Dalam Pemilu baik Pileg, Pilpres atau pemilukadan makin banyak orang tidak memberikan hak pilihnya. Alasannya bisa bermacam-macam. Bisa bersifat idologis, tidak tahu harus memilih siapa, atau alasan lain. Apalagi saat ini, ikut pemilu tidak menjadi kewajiban sebagaimana di masa rezim Orde Baru.
Sungguh suatu fenomena yang disayangkan. Padahal tujuan reformasi adalah untuk membentuk pemerintahan atas dasar pilihan rakyat. Dan ada alasan yang sebenarnya bisa berakibat pidana, seperti majikan atau atasan yang melarang bawahannya untuk ikut memberikan suara.

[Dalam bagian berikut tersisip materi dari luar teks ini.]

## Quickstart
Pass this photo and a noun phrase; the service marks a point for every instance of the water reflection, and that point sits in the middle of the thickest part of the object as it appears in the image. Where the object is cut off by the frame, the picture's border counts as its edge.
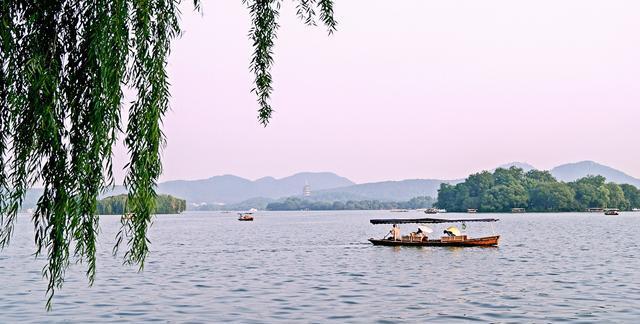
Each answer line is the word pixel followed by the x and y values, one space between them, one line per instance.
pixel 212 268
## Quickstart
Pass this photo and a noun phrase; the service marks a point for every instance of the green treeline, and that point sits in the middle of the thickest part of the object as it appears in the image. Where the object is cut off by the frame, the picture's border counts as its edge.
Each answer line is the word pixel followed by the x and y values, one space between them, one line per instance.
pixel 117 205
pixel 295 203
pixel 537 191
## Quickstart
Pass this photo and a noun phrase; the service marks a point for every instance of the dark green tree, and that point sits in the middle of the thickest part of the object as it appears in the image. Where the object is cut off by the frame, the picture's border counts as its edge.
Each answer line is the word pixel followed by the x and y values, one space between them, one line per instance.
pixel 632 195
pixel 63 67
pixel 551 196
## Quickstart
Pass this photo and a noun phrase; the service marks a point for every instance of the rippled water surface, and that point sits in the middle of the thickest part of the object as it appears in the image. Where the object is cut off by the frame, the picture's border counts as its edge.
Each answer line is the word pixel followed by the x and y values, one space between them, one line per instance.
pixel 318 267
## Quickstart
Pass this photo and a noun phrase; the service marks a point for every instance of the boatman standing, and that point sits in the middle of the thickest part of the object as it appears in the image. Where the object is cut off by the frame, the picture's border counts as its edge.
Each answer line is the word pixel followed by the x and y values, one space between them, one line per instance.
pixel 395 232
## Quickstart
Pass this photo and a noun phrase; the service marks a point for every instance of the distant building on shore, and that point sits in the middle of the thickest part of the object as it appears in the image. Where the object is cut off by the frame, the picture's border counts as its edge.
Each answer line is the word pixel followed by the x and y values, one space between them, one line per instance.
pixel 306 190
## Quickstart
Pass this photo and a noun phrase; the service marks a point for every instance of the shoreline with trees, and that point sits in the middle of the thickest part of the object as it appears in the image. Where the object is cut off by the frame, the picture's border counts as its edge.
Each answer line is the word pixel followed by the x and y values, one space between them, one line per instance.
pixel 117 205
pixel 535 191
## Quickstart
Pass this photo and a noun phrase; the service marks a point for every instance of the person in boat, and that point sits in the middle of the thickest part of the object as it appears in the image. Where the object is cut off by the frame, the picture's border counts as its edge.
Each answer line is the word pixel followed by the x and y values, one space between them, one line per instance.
pixel 417 235
pixel 395 232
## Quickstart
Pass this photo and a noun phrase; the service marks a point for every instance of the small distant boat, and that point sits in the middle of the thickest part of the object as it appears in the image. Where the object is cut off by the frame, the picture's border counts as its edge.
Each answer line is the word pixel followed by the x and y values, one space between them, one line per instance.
pixel 245 216
pixel 612 212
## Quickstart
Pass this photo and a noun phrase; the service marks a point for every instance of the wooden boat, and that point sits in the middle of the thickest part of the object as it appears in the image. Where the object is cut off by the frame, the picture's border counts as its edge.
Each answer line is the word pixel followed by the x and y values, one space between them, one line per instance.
pixel 245 217
pixel 455 239
pixel 461 240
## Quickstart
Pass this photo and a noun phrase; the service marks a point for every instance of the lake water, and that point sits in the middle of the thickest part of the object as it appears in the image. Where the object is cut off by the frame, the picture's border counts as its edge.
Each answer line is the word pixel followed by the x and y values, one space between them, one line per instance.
pixel 319 267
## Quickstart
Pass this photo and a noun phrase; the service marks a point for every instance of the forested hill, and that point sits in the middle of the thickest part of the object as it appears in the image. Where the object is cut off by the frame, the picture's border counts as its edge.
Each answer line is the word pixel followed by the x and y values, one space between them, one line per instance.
pixel 117 205
pixel 536 191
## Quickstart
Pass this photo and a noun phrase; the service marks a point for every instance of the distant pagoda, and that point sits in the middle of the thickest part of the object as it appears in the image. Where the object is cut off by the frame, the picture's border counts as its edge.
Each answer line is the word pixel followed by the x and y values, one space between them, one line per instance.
pixel 306 190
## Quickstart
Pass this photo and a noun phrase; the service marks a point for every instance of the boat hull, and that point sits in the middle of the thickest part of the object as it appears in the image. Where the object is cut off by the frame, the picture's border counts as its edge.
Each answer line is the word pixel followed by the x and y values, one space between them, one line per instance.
pixel 479 241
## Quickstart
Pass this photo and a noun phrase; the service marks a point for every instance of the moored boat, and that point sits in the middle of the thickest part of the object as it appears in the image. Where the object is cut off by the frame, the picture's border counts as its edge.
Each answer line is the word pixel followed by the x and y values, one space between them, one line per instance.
pixel 245 216
pixel 454 236
pixel 461 240
pixel 612 212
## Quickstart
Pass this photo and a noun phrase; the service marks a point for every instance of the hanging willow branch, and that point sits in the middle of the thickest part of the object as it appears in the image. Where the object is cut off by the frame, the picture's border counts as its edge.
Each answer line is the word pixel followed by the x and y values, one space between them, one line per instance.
pixel 63 65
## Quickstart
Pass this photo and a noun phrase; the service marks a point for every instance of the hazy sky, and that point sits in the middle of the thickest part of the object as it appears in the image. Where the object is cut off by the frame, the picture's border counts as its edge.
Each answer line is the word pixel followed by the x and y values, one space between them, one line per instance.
pixel 409 89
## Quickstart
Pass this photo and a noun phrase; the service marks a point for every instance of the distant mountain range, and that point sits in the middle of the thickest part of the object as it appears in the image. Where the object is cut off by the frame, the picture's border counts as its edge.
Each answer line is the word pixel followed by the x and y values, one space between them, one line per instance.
pixel 572 171
pixel 234 190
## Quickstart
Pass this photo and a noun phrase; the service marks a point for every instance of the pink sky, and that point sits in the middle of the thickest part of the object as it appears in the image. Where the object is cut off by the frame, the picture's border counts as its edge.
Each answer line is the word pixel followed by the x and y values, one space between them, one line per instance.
pixel 409 89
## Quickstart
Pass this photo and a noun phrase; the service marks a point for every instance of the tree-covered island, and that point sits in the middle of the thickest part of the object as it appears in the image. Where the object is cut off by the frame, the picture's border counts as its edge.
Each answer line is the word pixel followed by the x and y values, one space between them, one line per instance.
pixel 117 205
pixel 296 203
pixel 537 191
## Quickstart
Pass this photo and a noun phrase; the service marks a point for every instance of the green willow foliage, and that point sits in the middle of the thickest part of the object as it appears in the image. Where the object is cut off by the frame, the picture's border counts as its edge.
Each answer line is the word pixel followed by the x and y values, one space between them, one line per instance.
pixel 63 67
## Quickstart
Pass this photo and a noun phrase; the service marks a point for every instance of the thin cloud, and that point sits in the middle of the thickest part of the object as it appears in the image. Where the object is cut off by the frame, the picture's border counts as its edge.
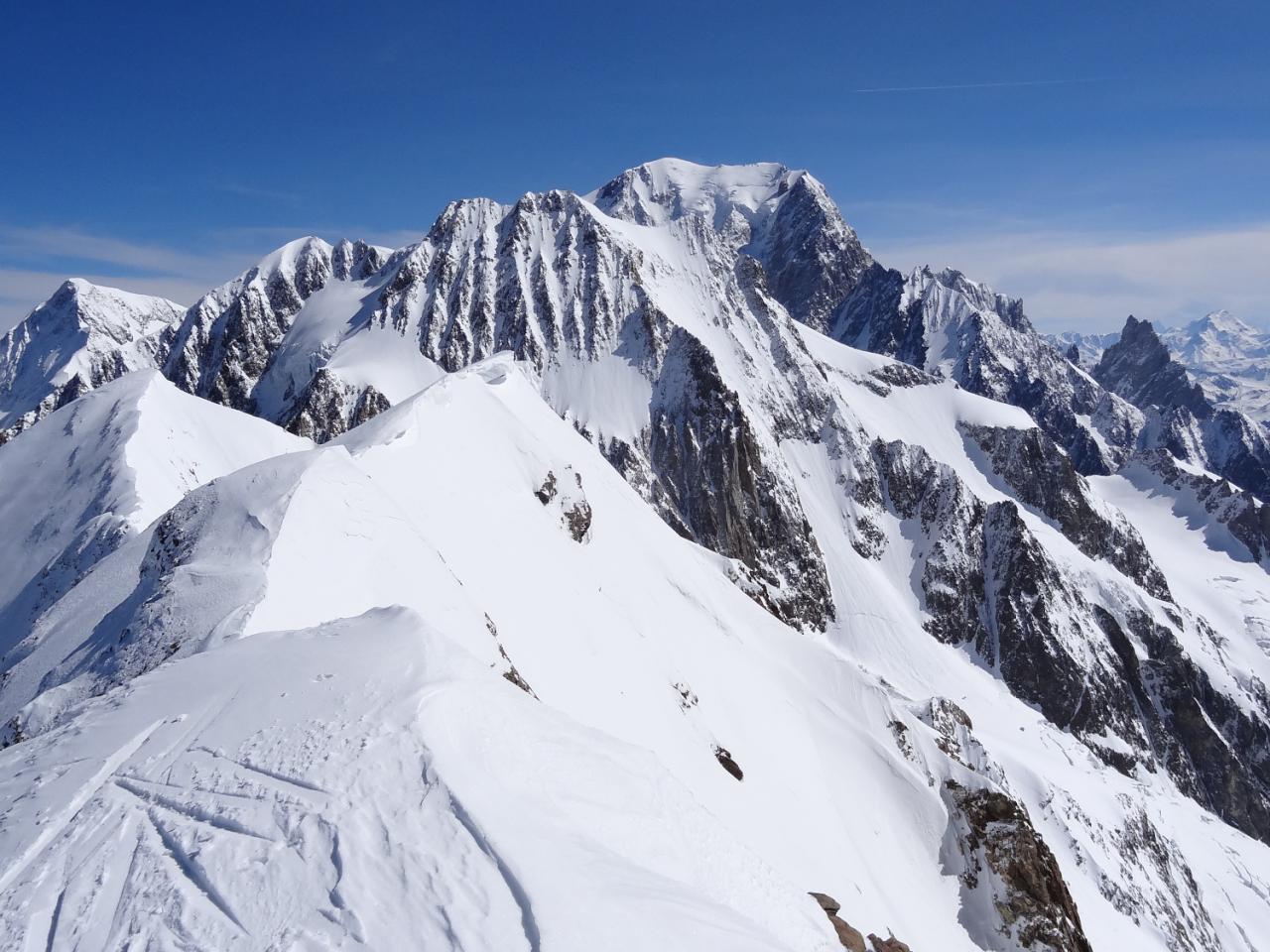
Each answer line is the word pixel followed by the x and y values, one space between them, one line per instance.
pixel 1091 282
pixel 1003 84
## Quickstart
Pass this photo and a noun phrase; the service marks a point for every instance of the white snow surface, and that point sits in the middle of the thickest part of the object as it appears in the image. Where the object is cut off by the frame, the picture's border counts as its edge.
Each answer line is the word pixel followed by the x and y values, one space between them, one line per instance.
pixel 373 782
pixel 275 703
pixel 77 330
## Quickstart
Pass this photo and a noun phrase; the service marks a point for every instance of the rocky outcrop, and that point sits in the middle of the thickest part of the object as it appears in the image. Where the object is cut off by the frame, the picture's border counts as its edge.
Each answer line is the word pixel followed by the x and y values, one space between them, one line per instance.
pixel 706 454
pixel 1042 476
pixel 1239 512
pixel 1003 862
pixel 1215 751
pixel 1139 368
pixel 329 408
pixel 567 497
pixel 849 938
pixel 1182 417
pixel 227 339
pixel 79 339
pixel 956 327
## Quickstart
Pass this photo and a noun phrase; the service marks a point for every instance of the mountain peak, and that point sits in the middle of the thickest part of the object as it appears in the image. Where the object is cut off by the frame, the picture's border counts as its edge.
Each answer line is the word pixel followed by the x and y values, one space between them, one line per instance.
pixel 1139 368
pixel 666 189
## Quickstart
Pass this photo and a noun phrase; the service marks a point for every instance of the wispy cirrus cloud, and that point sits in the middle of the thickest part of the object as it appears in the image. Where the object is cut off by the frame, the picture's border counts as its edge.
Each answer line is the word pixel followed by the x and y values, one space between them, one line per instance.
pixel 35 261
pixel 1092 281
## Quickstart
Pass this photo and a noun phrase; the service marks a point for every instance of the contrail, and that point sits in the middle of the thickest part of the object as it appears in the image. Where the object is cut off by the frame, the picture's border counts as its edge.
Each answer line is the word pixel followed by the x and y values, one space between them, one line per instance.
pixel 975 85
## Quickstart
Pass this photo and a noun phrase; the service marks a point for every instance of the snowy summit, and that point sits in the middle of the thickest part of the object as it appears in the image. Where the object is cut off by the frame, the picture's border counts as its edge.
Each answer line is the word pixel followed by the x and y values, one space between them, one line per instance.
pixel 648 567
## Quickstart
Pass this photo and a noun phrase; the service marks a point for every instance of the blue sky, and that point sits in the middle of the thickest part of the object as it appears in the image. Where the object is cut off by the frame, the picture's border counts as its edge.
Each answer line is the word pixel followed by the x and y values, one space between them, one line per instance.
pixel 1096 159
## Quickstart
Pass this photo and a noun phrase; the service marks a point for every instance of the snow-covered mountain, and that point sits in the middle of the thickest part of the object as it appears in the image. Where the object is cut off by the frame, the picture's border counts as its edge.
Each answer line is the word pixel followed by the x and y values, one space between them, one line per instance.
pixel 1227 357
pixel 80 338
pixel 661 560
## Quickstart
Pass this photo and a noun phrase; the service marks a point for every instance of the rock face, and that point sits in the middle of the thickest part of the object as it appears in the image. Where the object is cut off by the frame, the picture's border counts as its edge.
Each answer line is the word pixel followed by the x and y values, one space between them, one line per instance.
pixel 227 338
pixel 676 318
pixel 1005 856
pixel 1184 420
pixel 1242 513
pixel 1139 368
pixel 80 338
pixel 952 326
pixel 1216 752
pixel 847 936
pixel 1042 476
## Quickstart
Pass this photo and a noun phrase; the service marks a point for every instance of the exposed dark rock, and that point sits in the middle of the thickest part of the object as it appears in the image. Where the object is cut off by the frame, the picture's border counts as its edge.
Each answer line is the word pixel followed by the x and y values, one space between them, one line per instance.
pixel 1042 476
pixel 354 261
pixel 548 490
pixel 1139 368
pixel 724 758
pixel 703 452
pixel 1175 905
pixel 329 408
pixel 578 520
pixel 888 944
pixel 812 258
pixel 1213 749
pixel 1005 862
pixel 989 348
pixel 848 937
pixel 227 339
pixel 1242 513
pixel 1182 417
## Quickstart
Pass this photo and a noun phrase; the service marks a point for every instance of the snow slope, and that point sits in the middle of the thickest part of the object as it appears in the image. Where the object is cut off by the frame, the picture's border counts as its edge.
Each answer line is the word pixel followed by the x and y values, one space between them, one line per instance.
pixel 99 471
pixel 314 779
pixel 671 615
pixel 82 336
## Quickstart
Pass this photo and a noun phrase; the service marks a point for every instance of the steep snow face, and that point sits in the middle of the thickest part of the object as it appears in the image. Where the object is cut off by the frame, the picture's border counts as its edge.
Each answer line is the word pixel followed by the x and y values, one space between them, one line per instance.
pixel 535 749
pixel 956 327
pixel 82 336
pixel 1182 416
pixel 227 339
pixel 407 832
pixel 1083 349
pixel 1228 359
pixel 98 472
pixel 1219 339
pixel 784 218
pixel 997 717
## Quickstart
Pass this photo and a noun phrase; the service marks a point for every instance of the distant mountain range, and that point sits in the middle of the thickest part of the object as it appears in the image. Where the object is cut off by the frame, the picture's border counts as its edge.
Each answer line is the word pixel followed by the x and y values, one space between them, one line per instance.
pixel 639 569
pixel 1227 357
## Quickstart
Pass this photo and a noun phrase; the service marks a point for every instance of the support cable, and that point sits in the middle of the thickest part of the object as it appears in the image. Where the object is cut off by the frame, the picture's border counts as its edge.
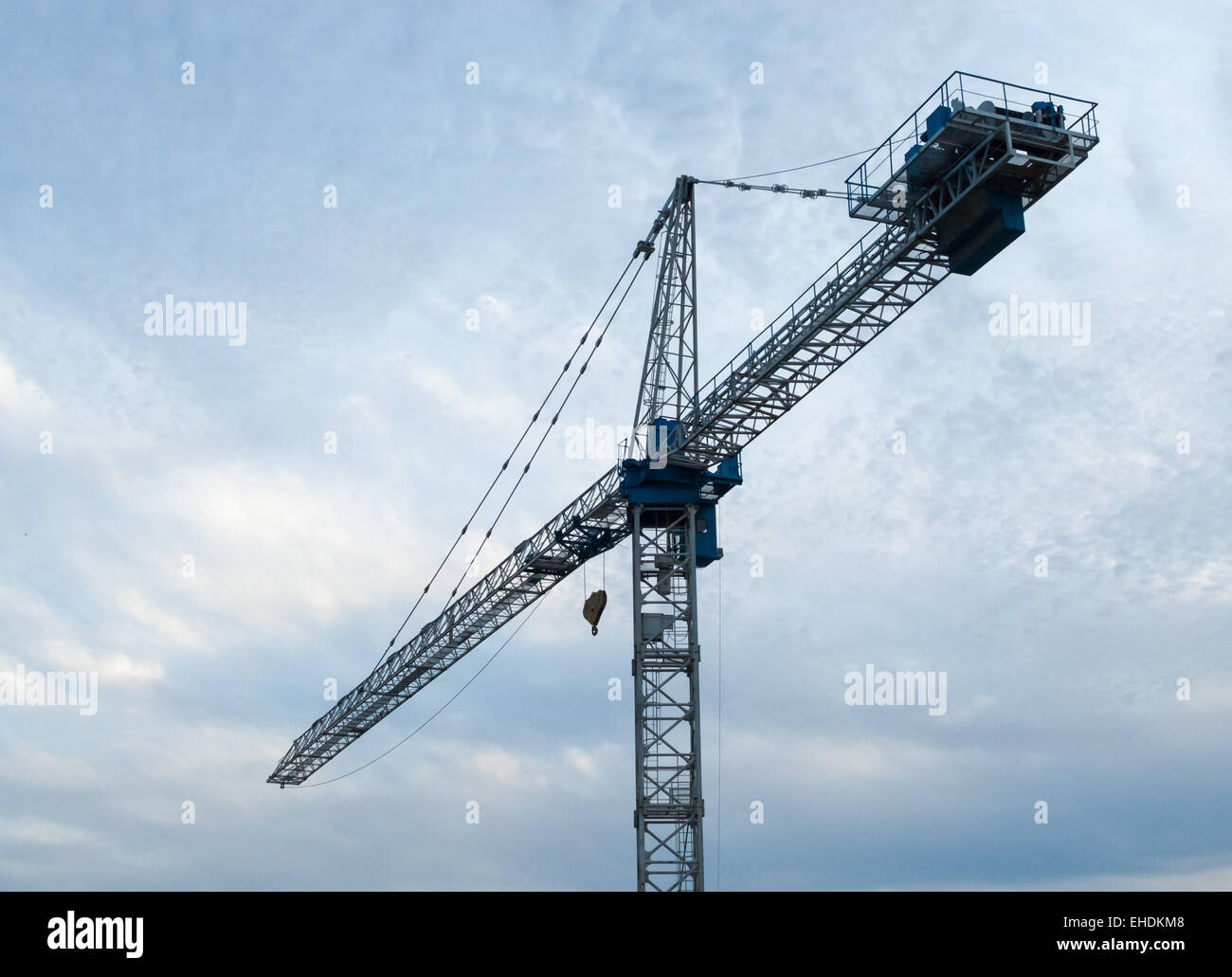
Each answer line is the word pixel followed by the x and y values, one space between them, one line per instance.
pixel 447 704
pixel 551 424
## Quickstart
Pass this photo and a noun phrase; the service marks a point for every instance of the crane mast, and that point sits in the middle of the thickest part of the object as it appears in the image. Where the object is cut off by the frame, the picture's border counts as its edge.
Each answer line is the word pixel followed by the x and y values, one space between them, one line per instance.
pixel 981 153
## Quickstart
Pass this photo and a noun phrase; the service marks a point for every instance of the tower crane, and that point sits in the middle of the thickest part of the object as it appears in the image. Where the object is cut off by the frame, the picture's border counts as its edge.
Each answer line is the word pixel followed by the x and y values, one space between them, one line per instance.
pixel 947 192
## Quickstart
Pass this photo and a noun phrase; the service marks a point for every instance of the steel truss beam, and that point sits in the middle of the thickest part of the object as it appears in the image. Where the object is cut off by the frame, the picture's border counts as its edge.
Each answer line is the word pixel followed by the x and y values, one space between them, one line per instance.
pixel 591 524
pixel 669 371
pixel 666 717
pixel 886 272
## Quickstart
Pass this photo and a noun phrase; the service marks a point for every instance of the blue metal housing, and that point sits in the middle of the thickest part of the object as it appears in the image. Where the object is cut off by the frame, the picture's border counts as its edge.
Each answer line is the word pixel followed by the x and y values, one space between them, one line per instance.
pixel 665 484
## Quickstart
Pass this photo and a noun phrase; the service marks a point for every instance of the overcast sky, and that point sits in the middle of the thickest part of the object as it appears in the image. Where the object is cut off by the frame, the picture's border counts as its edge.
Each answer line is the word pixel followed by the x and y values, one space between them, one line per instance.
pixel 422 319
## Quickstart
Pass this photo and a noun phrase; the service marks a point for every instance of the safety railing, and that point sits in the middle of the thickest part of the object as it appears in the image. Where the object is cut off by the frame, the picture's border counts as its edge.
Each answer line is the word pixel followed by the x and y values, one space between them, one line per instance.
pixel 960 91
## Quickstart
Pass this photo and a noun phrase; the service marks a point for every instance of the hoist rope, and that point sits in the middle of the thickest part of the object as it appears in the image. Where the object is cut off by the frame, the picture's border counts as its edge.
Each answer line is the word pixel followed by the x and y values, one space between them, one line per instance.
pixel 510 457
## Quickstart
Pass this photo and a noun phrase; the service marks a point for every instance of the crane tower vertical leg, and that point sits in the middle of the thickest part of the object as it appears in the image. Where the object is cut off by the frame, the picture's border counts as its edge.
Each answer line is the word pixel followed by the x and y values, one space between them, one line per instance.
pixel 666 718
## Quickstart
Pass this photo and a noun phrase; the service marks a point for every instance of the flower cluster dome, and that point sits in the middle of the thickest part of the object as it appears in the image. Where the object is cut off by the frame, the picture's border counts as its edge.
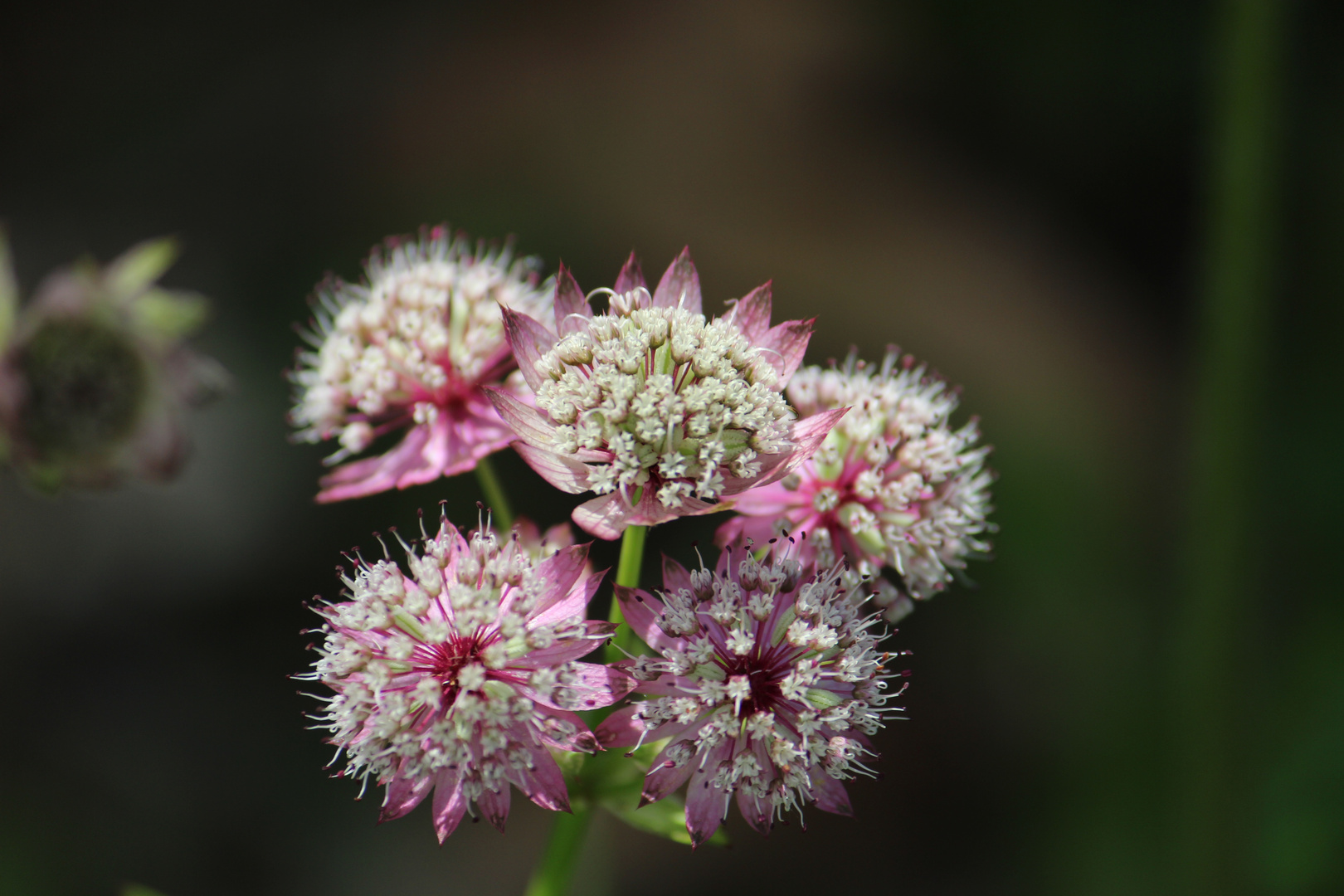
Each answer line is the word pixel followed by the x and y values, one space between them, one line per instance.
pixel 650 405
pixel 411 348
pixel 460 674
pixel 893 484
pixel 765 685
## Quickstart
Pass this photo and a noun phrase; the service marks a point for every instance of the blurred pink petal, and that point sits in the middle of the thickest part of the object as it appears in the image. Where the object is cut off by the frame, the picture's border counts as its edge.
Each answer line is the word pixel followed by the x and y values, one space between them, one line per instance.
pixel 680 285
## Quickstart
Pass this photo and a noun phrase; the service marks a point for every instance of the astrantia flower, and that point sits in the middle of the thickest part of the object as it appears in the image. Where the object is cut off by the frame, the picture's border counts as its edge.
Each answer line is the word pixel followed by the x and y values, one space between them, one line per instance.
pixel 95 373
pixel 767 683
pixel 657 409
pixel 461 674
pixel 411 349
pixel 891 485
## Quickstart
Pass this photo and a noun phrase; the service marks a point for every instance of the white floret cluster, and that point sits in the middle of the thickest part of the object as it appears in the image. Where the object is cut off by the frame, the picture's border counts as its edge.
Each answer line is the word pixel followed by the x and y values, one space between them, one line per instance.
pixel 771 677
pixel 921 496
pixel 418 689
pixel 425 328
pixel 679 402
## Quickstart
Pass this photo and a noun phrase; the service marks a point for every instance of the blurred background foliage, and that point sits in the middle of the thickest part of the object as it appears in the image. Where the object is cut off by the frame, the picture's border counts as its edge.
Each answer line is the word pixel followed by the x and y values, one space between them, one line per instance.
pixel 1012 191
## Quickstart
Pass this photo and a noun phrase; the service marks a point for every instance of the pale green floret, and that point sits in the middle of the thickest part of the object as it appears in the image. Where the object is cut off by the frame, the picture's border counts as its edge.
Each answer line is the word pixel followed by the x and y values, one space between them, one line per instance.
pixel 925 492
pixel 832 681
pixel 670 394
pixel 431 312
pixel 378 718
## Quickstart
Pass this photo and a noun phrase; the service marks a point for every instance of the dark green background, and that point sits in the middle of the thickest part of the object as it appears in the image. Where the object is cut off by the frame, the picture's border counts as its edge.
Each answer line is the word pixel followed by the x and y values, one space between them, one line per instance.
pixel 1014 191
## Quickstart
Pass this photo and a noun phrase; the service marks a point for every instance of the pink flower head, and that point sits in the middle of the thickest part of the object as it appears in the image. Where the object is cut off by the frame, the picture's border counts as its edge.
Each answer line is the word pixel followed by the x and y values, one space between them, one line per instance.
pixel 891 485
pixel 95 371
pixel 660 410
pixel 765 687
pixel 410 349
pixel 461 674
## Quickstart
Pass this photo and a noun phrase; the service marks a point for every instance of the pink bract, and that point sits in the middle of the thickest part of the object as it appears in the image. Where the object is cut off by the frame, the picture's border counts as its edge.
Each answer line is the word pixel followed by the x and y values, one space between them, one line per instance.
pixel 410 349
pixel 463 674
pixel 765 683
pixel 894 484
pixel 660 410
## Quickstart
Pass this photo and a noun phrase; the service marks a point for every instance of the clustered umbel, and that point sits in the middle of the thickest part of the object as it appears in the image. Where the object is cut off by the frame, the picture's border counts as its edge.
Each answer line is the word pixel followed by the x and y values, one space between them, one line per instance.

Penjaga toko biasanya adalah karyawan yang paling sering mendapat halangan untuk pergi ke TPS. Padahal sebenarnya mereka bisa memilih sebelum mereka berangkat kerja. Atau dekat tempat kerja mereka, karena biasanya tempat kerja mereka tidak jauh dari toko yang mereka jaga.
Demikian juga dengan karyawan pabrik, mereka bisa memilih sebelum berangkat kerja tau di TPS dekat pabrik mereka. Karyawan juga hendaknya langsung kembali ke tempat tugas dan bekerja seperti semula, sehingga memberikan suara tidak terlalu mempengaruhi pekerjaan.
Bagi karyawan yang dilarang oleh atasannya, berhak menanyakan alasan pelarangan, karena ada jaminan UU.
Para majikan juga hendaknya tidak menghalang-halangi karyawannya, karena sebagai warga negara, mereka juga memiliki hak politik.